Merlo, the chief executive of CVS, disputed the idea that the deal was a defensive move against Amazon’s possible entry into the pharmacy business.
“This transaction is really about growth, it is about expansion, it is not about contraction,” Merlo said.
The deal could also set off a new round of takeovers as CVS and Aetna’s competitors look at the reshaped landscape. On Nov. 30, Express Scripts Holding Co.’s top executive said the company would be open to a deal at the right price, though wasn’t actively looking for one.
“We don’t need to sell to be very successful in the future, but we are always open to others who may all of sudden conclude they want what we have,” Express Scripts CEO Tim Wentworth said in an interview. He also mentioned the possibility of partnering with Amazon on an online-pharmacy arrangement.
Express Scripts is just one company in a universe of independent drug plans, insurers and supply-chain middlemen.
WellCare Health Plans Inc., Humana Inc. and Centene Corp. could become merger targets after the CVS-Aetna deal, according to Matthew Borsch, an analyst at BMO Capital Markets. Drug distributors like Cardinal Health Inc. or McKesson Corp., and retailers such as Walgreens Boots Alliance Inc. could also face pressure to find partners.
CVS, which operates about 9,700 retail stores and 1,100 walk-in medical clinics, has been moving beyond its drugstore roots for years. In 2007, it bought pharmacy-benefits manager Caremark Rx — a business that made up almost half of the Woonsocket, Rhode Island-based company’s operating profit in the third quarter. In 2014, CVS stopped selling cigarettes and added “Health” to its name.
The biggest U.S. health insurer, UnitedHealth Group Inc., is also the most diversified. United owns doctor clinics and an outpatient surgery chain, and has a pharmacy-benefits management, called OptumRx, built on the acquisition of Catamaran Corp. in 2015.

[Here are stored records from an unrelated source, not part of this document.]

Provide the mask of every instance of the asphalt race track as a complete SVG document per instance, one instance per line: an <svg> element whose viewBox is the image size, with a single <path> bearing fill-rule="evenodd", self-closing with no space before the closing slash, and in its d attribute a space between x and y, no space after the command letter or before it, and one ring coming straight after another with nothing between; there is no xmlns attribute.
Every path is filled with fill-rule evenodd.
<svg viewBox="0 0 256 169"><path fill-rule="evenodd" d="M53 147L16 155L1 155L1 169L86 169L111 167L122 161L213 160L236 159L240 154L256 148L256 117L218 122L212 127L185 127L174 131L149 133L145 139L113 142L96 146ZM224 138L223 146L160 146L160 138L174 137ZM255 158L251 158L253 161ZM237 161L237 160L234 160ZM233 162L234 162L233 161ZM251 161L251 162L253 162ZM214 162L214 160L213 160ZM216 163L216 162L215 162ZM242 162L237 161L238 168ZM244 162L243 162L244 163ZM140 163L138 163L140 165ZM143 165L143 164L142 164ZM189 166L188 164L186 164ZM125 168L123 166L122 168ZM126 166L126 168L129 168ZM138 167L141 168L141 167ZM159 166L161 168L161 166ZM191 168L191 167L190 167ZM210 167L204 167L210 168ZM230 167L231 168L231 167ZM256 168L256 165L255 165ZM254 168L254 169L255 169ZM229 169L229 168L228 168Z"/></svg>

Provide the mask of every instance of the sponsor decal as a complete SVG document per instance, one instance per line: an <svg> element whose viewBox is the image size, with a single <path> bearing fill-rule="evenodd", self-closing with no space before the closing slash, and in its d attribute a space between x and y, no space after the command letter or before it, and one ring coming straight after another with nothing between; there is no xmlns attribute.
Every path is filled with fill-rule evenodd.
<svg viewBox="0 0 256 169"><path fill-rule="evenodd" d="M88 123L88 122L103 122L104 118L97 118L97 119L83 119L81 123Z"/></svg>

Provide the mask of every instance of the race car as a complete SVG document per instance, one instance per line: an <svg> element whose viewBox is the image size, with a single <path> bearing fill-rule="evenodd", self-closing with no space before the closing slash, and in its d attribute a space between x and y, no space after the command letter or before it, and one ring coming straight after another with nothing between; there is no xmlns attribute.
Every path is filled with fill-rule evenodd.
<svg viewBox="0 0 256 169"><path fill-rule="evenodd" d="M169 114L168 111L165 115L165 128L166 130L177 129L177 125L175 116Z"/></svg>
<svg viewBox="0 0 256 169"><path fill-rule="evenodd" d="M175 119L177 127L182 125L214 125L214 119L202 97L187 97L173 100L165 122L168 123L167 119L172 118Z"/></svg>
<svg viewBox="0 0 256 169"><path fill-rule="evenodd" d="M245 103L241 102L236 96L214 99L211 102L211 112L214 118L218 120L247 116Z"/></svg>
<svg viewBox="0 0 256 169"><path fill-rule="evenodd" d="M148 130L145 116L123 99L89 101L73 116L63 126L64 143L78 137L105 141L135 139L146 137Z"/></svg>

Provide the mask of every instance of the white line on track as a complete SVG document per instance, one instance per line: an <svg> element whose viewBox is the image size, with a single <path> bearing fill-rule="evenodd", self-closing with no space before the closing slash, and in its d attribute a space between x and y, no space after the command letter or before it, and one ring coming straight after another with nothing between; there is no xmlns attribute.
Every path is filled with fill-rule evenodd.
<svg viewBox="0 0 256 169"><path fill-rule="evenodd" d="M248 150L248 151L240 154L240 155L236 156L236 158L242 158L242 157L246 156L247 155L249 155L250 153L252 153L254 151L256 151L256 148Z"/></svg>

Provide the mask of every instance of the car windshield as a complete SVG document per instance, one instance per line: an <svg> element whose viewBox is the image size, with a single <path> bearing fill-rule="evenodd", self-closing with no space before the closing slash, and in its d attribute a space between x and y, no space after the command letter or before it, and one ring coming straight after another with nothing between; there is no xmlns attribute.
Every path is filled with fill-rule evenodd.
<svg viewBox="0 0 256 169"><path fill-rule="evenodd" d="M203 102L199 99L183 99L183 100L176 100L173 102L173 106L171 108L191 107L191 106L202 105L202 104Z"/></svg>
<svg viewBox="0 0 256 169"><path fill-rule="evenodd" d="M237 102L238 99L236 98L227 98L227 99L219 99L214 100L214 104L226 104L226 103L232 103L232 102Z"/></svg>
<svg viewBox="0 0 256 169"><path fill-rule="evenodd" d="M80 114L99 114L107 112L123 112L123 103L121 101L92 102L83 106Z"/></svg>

Consolidation is picking up among healthcare suppliers and administrators, as insurers seek more control over how their consumers get care. But two proposed megamergers among insurers — including a deal between Aetna and Humana Inc. — were blocked this year on antitrust grounds, leading the companies to look beyond rival insurers for potential deals.
The CVS-Aetna deal’s antitrust prospects may depend on which U.S. regulator is tasked with reviewing it, according to Bloomberg Intelligence analyst Jennifer Rie. The Federal Trade Commission has been less critical of tie-ups among companies in adjacent businesses, known as vertical consolidation. The Justice Department, on the other hand, last month sued to block the merger of AT&T Inc. and Time Warner Inc., a vertical deal.
Michael Newshel, an analyst at Evercore ISI, said the DOJ effort to block the AT&T-Time Warner deal does raises concerns but a CVS-Aetna deal does have a path forward. Aetna would likely need to divest some or all of its Medicare drug plan business, he said.
In the joint interview, the CVS and Aetna executives declined to comment on whether they might have to divest parts of the Medicare drug business. But Bertolini said the companies are prepared to work with regulators to do what it takes to get the deal approved.
“We are obviously going to get some scrutiny. We are prepared to deal with whatever comes along to make this work,” said Bertolini.